Alice rentre du Sénégal où elle vient de passer plusieurs mois, et elle se remet difficilement de ce long voyage. Pour faire le deuil de sa grande histoire d’amour laissée là-bas, elle essaie d’écrire une lettre d’adieu dont les différentes versions s’empilent dans sa corbeille. Le beau Simon, son meilleur ami et voisin, essaie quant à lui de survivre à son enfance. Il achète une tour en ruines qu’il devra reconstruire pierre par pierre.
Ces deux personnages partagent des moments tissés de silences où chacun prend soin de l’autre à sa manière.
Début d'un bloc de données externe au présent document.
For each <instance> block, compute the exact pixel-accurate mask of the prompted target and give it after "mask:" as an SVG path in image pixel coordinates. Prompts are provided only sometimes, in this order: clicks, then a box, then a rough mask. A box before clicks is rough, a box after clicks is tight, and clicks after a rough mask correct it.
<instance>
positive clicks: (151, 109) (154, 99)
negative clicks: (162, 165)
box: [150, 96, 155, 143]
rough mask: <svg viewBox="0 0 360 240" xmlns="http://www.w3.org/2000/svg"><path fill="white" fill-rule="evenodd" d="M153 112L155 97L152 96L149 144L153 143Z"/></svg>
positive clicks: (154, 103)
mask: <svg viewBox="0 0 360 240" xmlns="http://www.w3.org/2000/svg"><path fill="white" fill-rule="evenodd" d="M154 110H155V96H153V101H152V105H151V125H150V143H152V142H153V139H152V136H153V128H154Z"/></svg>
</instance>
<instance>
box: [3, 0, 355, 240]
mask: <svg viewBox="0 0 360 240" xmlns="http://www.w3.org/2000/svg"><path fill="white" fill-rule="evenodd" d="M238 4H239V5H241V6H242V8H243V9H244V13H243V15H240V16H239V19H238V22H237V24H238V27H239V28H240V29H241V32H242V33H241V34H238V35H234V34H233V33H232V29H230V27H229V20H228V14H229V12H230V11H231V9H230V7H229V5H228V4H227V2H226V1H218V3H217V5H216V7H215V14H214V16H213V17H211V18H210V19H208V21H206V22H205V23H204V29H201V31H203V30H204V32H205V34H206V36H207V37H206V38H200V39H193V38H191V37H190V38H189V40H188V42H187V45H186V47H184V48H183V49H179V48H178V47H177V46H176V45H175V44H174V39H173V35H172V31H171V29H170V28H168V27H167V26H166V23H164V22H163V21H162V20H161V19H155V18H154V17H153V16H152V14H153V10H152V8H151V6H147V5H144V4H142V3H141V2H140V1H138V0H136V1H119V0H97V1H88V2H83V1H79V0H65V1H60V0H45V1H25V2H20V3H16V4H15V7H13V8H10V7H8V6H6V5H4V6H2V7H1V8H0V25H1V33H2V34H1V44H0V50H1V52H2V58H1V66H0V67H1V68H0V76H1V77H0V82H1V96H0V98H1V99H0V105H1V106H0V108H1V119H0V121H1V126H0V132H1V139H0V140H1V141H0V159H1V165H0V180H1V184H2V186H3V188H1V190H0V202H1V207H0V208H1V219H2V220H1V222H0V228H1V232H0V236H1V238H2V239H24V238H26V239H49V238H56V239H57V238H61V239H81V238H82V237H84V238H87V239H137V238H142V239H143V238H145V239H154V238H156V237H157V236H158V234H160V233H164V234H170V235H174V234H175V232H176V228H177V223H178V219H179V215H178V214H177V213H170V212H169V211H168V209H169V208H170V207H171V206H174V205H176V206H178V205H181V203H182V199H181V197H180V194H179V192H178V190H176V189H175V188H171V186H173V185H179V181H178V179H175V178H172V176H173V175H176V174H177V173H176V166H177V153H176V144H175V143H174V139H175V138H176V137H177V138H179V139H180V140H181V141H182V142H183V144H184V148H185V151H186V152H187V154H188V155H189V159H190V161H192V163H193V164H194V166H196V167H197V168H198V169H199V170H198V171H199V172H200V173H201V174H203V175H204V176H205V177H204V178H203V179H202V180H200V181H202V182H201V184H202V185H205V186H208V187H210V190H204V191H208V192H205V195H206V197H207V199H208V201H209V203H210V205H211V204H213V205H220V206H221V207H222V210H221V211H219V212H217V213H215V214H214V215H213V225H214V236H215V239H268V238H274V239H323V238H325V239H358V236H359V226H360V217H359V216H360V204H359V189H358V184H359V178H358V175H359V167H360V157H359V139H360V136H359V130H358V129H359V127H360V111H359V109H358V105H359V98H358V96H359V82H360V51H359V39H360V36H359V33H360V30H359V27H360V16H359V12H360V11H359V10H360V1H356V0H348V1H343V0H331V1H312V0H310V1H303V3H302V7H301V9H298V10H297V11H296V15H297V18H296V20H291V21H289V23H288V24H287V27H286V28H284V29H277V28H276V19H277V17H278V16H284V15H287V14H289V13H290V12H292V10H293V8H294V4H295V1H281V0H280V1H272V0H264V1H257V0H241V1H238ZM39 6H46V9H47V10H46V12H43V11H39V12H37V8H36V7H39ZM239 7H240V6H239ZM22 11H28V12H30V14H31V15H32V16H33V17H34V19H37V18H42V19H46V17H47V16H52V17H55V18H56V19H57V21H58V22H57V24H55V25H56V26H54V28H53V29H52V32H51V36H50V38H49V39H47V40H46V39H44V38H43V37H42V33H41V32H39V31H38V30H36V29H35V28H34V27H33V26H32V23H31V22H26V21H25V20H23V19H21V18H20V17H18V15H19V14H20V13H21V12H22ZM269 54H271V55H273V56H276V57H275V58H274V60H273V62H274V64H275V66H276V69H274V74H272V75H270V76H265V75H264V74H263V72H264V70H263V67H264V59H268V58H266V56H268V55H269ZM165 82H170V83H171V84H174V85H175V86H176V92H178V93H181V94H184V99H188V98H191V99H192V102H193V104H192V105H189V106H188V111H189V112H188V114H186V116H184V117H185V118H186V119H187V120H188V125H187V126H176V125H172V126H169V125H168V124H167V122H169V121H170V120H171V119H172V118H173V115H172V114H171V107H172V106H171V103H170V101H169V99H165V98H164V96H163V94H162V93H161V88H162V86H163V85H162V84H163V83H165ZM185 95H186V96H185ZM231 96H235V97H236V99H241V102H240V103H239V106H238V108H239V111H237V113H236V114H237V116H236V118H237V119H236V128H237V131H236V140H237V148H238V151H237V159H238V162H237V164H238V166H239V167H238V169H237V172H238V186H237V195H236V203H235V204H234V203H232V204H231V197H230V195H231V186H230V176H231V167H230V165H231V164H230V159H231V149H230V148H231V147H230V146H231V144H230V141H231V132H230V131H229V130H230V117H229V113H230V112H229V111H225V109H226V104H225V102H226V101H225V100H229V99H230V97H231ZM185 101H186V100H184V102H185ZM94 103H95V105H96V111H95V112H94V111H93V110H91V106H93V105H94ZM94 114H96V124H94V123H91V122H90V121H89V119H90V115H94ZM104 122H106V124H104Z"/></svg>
Mais leur amitié comporte sa part d’ambiguïté, à laquelle ils n’échapperont pas.
C’est avec pudeur et délicatesse que l’auteure évoque dans son roman des sentiments violents, comme la passion ou le deuil, qui menacent de submerger les personnages. Entre Québec et Dakar, on y rencontre des personnages vrais, sensibles, qui sont dévoilés avec tendresse.
Extrait
Ori,
Je cherche les mots. J’ai peur de mourir. Je n’existe plus la nuit dans tes bras, ni mes cheveux sur tes chemises, ni ma bouche. Ici où tu n’es jamais venu, pourtant, ton absence est partout. Je t’ai aimé dans la déchirure.
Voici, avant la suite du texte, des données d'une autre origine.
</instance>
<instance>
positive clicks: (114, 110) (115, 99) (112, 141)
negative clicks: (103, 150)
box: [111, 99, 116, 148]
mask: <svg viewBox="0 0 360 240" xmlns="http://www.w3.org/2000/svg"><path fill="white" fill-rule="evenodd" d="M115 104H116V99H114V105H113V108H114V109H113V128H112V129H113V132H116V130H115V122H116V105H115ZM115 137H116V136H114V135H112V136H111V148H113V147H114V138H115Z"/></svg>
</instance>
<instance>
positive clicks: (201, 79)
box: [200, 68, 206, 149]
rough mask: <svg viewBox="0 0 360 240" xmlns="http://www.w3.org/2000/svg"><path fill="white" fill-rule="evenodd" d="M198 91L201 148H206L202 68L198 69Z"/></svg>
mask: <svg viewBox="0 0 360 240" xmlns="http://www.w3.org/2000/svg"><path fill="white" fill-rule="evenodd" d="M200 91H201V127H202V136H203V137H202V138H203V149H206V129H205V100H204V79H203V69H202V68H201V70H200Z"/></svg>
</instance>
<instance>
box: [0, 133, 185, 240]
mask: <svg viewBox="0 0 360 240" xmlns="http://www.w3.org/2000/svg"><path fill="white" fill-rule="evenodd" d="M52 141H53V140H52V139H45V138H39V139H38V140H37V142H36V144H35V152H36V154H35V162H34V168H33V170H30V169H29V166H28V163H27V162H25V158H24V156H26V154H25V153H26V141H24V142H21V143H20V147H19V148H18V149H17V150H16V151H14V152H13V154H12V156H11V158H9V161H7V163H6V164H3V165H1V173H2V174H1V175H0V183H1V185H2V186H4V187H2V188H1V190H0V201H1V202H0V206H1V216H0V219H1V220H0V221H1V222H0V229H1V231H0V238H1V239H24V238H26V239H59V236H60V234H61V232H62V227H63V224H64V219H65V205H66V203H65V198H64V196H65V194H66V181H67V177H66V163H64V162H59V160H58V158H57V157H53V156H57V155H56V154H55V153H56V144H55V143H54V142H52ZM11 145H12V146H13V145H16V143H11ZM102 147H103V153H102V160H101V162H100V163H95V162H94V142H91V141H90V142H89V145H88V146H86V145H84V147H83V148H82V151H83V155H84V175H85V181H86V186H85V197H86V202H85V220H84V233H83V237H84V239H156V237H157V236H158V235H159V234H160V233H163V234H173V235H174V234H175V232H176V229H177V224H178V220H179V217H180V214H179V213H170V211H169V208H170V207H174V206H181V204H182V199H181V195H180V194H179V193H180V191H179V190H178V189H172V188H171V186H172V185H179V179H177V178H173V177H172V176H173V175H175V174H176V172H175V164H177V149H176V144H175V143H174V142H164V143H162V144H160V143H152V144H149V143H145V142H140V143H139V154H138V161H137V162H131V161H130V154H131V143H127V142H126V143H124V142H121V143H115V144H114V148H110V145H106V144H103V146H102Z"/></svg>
Au Sénégal, je me sentais plus proche de la mort. Il suffisait de penser à l’odeur des mangues. Fraîches, la nuit, dans la cour de l’immeuble, elles étaient parfumées et juteuses, on n’aurait jamais cru sentir une odeur plus merveilleuse. Mais l’après-midi, au marché de Kilomètre Cinquante, il y en avait des milliers sous le soleil, et les vendeuses féroces se pressaient aux fenêtres des voitures pour vendre les premières et fuir au plus vite les mouches et l’odeur écœurante des fruits fermentés. Le même fruit produisait l’odeur la plus douce, la plus vivante, et la putréfaction la plus repoussante.
Nous deux, c’était pareil: la vie et la mort.